A senior official abused his position in a "calculated, deceptive and covert" way to steal public money, a court has heard.

Thomas Clark is accused of stealing from a payment machine in a council office and wiping out debts owed by his friends.

He was working for a company serving district councils in Gloucestershire and Oxfordshire at the time.

The 35-year-old denies three charges of fraud and one count of theft.

The actions of Mr Clark, who was a revenue and compliance manager, were described as "unquestionably dishonest".

His case, which related to alleged offences committed between February 2018 and April 2019, is being heard at Gloucester Crown Court, sitting at Cirencester Courthouse.

Prosecutor Alan Fuller told the jury that when a cash payment machine at Cotswold District Council's offices in Cirencester developed a fault Mr Clark took advantage by stealing £120 which a customer had paid in.

An investigation that followed led council officials to evidence that Mr Clark had also used "ingenuity and cunning" to wipe out a £280 debt owed to West Oxfordshire District Council by friends from Witney with whom he had once lived, alleged the prosecutor.

Although the sums of money involved in the alleged offences were "modest", the evidence showed that Mr Clark had behaved dishonestly not just towards his employer, the Publica Group, but also to the council taxpayers he served, Mr Fuller said.

'Calculated, deceptive and covert'

Mr Fuller told the jury "Mr Clark was in a senior position of the utmost trust. He held significant financial responsibility and he was expected to make decisions to safeguard the financial interests of the councils and, most significantly, the council taxpayers.

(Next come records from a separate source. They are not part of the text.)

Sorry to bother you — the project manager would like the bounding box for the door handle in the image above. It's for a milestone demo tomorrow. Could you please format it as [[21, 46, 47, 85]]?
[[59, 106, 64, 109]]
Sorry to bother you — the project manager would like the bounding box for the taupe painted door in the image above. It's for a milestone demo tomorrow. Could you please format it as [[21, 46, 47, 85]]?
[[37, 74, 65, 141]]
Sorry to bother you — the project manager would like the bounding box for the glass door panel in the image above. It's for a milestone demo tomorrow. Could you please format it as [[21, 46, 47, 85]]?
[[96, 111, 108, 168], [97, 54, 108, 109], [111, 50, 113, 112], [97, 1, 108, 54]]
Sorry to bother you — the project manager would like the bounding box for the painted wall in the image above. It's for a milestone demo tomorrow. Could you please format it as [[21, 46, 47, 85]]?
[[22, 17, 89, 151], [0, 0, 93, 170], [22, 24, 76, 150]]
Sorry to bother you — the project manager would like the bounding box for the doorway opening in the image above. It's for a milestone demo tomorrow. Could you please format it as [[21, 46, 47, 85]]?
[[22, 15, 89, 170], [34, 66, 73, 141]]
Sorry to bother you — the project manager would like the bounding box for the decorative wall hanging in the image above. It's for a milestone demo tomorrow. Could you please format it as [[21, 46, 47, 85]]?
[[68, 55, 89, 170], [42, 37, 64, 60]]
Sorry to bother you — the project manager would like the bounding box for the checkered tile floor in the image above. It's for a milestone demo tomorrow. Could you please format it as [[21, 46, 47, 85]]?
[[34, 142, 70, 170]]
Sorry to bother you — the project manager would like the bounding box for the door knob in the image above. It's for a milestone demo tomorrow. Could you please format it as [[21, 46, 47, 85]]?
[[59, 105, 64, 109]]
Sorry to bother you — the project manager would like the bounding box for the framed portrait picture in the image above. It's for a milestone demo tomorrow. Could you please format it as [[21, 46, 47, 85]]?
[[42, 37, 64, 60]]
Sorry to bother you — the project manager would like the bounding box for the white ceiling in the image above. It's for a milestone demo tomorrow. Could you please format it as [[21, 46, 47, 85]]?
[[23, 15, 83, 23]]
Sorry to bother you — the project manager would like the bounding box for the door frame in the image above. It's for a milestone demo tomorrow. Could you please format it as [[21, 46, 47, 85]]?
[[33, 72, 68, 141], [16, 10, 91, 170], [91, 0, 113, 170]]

"He is a man of previous good character. He will say he wouldn't have put his job and his good character at risk for such modest sums.

"But looking at the evidence the prosecution say, and invite you to conclude, that that is exactly what he did.

"We say he was exploiting his position and was guilty of a catalogue of actions that were calculated, deceptive and covert and were carried out in a way that was unquestionably dishonest and not, as he would claim, simply innocent errors of judgement."

The trial is expected to last all this week.